Pela Record, lançou dois títulos: a coletânea de crônicas Convém sonhar, em 2010, e no ano seguinte seu livro de maior sucesso, Saga brasileira – a longa luta de um povo por sua moeda, que em 2012 recebeu o prêmio máximo do 54º Jabuti, de Livro do Ano de Não Ficção.
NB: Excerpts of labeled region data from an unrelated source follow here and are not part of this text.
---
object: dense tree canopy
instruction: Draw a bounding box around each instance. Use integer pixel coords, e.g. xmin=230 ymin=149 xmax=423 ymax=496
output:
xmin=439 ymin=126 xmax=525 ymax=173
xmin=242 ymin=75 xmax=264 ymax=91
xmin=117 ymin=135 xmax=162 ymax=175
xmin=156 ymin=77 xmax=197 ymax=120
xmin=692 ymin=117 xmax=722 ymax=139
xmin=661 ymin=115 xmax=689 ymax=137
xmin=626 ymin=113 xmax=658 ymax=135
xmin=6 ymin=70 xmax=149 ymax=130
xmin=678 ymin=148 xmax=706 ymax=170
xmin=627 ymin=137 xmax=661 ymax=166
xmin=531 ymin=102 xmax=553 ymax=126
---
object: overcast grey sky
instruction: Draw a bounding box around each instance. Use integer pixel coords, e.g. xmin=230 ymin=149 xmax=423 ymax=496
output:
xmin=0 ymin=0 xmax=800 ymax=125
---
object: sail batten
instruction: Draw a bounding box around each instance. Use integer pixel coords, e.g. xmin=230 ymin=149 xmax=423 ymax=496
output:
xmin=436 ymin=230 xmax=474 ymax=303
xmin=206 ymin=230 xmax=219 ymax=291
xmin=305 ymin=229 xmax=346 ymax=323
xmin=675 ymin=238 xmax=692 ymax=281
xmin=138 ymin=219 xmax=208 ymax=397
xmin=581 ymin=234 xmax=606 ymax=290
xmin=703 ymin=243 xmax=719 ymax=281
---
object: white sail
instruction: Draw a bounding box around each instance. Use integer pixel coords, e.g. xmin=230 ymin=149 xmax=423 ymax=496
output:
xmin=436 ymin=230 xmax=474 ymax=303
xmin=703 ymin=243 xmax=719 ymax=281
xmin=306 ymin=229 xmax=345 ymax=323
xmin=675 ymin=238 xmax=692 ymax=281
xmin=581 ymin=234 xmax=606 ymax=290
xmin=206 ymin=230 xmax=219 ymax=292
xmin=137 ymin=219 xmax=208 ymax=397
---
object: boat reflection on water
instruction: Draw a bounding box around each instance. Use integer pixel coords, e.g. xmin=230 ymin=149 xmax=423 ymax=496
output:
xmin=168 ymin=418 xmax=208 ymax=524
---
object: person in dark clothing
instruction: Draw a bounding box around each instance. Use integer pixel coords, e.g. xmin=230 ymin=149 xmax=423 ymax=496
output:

O livro esmiúça a inflação acumulada nos quinze anos que antecederam o Plano Real, de 13,3 trilhões por cento, e conta da insegurança dos brasileiros em conviver com cinco moedas entre 1986 e 1994. Comentarista na rádio CBN e no programa Bom Dia Brasil, da TV Globo, comanda ainda um programa de entrevistas na GloboNews e uma coluna no jornal O Globo.
Miriam Leitão vai assumir a cadeira 7 da ABL, ocupada anteriormente pelo cineasta Cacá Diegues, morto em fevereiro. A nova imortal venceu a eleição com 20 votos, contra 14 do ex-senador e ministro Cristovam Buarque.